1er chapitre l'art de créer un foyer
Nous découvrons Mme Knapp, la mère de famille, qui ne s'en sort pas dans son travail. Un appel téléphonique vient la déranger, alors qu'elle se rend compte que le peti dernier a disparu.
Partie 1
Chapitre 1
I
Elle frottait furieusement une ligne de taches de graisse qui partait de la cuisinière vers la porte de la salle à manger. C’est là qu’Henry avait tenu le plateau incliné en apportant le steak hier. Et pourtant, si elle ne l’avait pas mis en garde une fois à ce sujet, elle l’avait fait mille fois ! Elle l’avait averti, l’avait supplié, l’avait imploré de faire attention. Les enfants ne prêtaient tout simplement aucune attention à ce qu’elle disait. Aucune. Elle pouvait tout aussi bien parler au vent. La graisse chaude aussi ! Elle s’imprégnait tellement dans le bois qu’elle ne le nettoyait jamais. Elle n’arriverait jamais à le nettoyer.

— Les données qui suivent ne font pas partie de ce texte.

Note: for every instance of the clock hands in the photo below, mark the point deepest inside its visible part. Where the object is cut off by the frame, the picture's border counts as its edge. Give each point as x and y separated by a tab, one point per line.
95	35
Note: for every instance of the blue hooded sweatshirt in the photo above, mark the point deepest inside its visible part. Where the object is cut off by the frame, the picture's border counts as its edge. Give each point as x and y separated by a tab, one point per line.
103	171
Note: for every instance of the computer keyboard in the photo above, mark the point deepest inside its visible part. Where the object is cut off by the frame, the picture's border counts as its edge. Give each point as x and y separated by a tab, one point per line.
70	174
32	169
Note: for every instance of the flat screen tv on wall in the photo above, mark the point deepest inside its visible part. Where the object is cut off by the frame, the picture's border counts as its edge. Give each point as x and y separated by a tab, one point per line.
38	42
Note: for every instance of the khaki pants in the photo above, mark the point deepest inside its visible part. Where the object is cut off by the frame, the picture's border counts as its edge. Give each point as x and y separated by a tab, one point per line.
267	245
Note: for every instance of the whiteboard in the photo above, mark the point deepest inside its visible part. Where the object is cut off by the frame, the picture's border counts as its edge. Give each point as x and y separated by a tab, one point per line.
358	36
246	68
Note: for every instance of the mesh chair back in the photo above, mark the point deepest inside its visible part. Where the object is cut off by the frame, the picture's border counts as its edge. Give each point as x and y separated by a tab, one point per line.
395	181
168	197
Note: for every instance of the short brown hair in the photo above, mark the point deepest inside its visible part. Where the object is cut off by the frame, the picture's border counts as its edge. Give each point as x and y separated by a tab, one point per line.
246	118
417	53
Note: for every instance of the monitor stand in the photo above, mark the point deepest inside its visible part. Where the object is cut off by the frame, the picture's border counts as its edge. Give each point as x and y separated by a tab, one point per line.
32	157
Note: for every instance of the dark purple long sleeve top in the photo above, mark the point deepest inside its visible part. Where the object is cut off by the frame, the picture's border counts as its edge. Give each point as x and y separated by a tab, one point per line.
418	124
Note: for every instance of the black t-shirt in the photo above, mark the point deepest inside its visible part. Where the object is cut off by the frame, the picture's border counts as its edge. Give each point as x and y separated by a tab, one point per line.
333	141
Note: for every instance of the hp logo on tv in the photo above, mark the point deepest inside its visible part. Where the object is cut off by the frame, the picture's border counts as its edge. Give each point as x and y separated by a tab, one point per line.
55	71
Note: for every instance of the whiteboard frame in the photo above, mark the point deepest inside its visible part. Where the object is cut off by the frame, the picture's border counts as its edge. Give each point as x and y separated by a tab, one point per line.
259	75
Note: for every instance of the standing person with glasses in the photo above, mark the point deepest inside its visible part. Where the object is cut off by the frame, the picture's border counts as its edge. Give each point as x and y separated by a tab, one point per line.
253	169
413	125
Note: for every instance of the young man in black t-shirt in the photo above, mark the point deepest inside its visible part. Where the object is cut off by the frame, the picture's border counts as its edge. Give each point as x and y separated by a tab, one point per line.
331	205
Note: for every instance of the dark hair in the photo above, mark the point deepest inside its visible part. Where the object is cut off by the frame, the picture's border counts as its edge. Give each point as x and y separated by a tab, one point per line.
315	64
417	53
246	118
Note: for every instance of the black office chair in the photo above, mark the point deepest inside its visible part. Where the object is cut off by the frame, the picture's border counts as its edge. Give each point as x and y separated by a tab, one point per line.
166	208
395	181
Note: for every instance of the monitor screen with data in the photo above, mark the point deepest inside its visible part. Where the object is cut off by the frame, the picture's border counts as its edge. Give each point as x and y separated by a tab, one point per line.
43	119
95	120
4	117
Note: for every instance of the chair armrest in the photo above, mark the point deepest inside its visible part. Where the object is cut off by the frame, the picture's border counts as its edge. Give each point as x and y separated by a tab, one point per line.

Elle secoua le surplus d’eau de sa brosse à récurer, s’assit sur ses talons, saupoudra les poils de poudre à récurer – la deuxième boîte de poudre à récurer de ce mois-ci, et le prix a tellement augmenté – et, serrant les dents de toutes ses forces, elle s’attaqua de nouveau aux taches, tout son corps tendu par la détermination.
Un petit garçon au visage sobre, vêtu d’une barboteuse de vichy propre, avec un ourson miteux dans les bras, apparut à la porte de la salle à manger derrière elle, jeta un coup d’œil prudent, observa un instant le dos frémissant et énergique de sa mère, et se retira silencieusement sans être vu.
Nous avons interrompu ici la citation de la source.